Nous nous regardons, figés. Elle fait mine d'avancer vers moi, je fais mine de détaler... On n'attrape pas une chevrette facilement ! Alors, docile, elle se rasseoit et pianote sur les touches de son engin. Trop attirée par son odeur, je reviens à elle. Du coin de l'oeil, chacune surveille l'autre... mais, cette fois, elle me laisse. Je remets mon cou sur son épaule, enivrée de son odeur ! Tête contre tête ! Elle glisse une main dans les poils de mon cou et semble apprécier la douceur du poil angora !
"Comment tu t'appelles ?" me demande-t-elle d'une voix cristal. Pourquoi les enfants comprennent-ils tout de suite le langage des animaux ?
"Personne ne m'a jamais donné de nom ! La vieille dame, qui est peut-être ma propriétaire, pousse de bêtes bêlements pour m'appeler... Mais je ne suis pas un mouton !"

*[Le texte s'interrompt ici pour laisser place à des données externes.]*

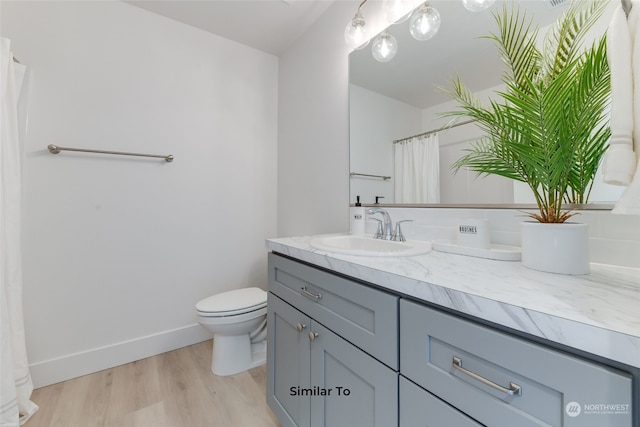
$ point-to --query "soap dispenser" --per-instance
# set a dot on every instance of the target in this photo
(357, 218)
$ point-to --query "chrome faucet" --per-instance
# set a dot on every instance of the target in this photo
(387, 232)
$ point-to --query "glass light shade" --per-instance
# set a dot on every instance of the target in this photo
(424, 23)
(384, 47)
(397, 11)
(356, 34)
(477, 5)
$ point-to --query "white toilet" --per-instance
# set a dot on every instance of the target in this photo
(238, 321)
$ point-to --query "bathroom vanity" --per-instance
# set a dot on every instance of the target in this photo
(445, 340)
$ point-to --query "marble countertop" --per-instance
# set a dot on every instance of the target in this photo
(598, 313)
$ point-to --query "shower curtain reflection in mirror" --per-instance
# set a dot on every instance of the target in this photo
(16, 385)
(417, 170)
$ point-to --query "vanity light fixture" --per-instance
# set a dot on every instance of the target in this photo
(384, 47)
(356, 34)
(425, 22)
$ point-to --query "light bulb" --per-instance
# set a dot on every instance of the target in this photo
(477, 5)
(397, 11)
(424, 23)
(384, 47)
(356, 34)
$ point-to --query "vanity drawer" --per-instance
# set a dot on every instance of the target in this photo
(503, 380)
(365, 316)
(419, 408)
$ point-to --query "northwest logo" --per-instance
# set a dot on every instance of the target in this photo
(573, 409)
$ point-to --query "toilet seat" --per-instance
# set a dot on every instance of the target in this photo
(232, 303)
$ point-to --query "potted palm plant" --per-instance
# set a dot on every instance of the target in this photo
(548, 128)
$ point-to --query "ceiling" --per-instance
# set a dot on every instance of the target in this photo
(267, 25)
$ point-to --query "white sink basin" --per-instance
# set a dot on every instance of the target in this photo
(368, 246)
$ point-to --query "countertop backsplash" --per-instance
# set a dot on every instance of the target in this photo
(613, 239)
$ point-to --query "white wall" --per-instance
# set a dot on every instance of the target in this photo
(376, 121)
(117, 250)
(313, 129)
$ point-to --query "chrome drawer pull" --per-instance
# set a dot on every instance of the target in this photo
(305, 292)
(514, 389)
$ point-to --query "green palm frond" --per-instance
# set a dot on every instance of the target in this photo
(563, 43)
(550, 128)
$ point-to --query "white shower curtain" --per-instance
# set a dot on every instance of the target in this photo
(16, 384)
(417, 170)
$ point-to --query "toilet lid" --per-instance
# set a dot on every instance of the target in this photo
(233, 302)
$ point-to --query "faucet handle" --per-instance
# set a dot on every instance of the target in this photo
(397, 235)
(380, 231)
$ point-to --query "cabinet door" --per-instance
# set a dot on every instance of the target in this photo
(287, 362)
(419, 408)
(349, 388)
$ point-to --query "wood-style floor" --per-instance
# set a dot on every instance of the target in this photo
(174, 389)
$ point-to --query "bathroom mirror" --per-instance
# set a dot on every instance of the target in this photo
(403, 97)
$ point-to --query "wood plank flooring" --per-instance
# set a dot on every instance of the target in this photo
(174, 389)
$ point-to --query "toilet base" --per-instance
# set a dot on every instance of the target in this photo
(235, 354)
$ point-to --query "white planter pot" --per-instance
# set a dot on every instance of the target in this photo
(556, 248)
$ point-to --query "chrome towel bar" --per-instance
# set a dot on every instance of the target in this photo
(54, 149)
(370, 176)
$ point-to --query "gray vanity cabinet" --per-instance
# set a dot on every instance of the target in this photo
(316, 376)
(419, 408)
(502, 380)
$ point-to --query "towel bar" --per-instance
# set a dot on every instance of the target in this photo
(54, 149)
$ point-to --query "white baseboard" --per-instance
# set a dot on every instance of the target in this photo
(75, 365)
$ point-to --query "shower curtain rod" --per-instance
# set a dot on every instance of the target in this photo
(434, 131)
(54, 149)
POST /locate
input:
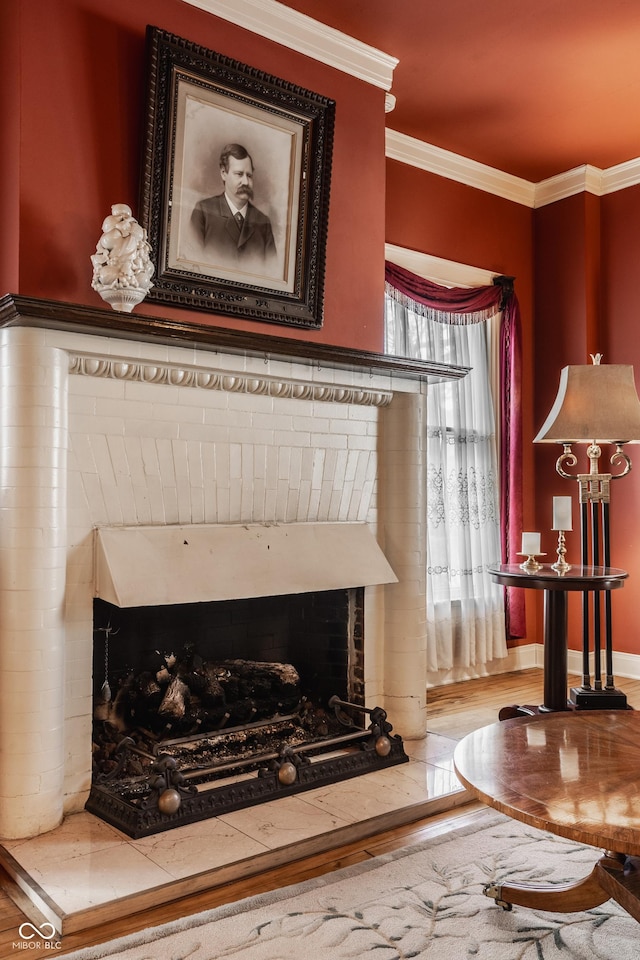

"Alors, moi, je vais te donner un nom : tiens, j'ai une idée ! Tu veux bien que je t'appelle CAPRI..., parce que tu fais des CAPRIces !"
"Et, toi, je dois t'appeler comment ?"
"Moi, c'est Aude, mon petit nom ! Dis-moi, Capri, tu m'aimes ?"
"J'adore ton odeur !"
"Oui, parce que je me suis lavée les cheveux avec un shampoing aux herbes ce matin ! Mais MOI, pas mon odeur, MOI, tu m'aimes bien, dis !" Elle me pose cette question d'un ton presque suppliant !
Je réponds : "J'aime bien ta peau lisse et sans poils, couleur d'ambre, mais j'aime aussi tes longs cheveux couleur des feuilles dorées en Automne ! "
"Oh, que c'est joli ce que tu me dis, là, Capri ! mieux que ce que me disent les garçons à l'école. Mais tu réponds pas à ma question : MOI, tu m'aimes , dis !"
Pour lui répondre, je hume un moment, à sa grande surprise, en bas de son ventre, que cachait un petit triangle de tissu, puis je lui réponds : "Bah, tu sais, Aude, tu es comme moi, tu es pucelle ! Nous les animaux, nous flairons un moment comme je viens de te le faire pour savoir si on peut s'aimer... Il y a des jeunes boucs qui viennent de temps en temps me flairer comme çà ! Ben, pour le moment, tu es comme moi, tu n'es pas encore mûre ! Je peux aimer ton odeur, tes cheveux, tes parfums, plein d'autres choses... mais c'est tout ! Mais oui, j'aime bien être avec toi, parce que tu sens bon !"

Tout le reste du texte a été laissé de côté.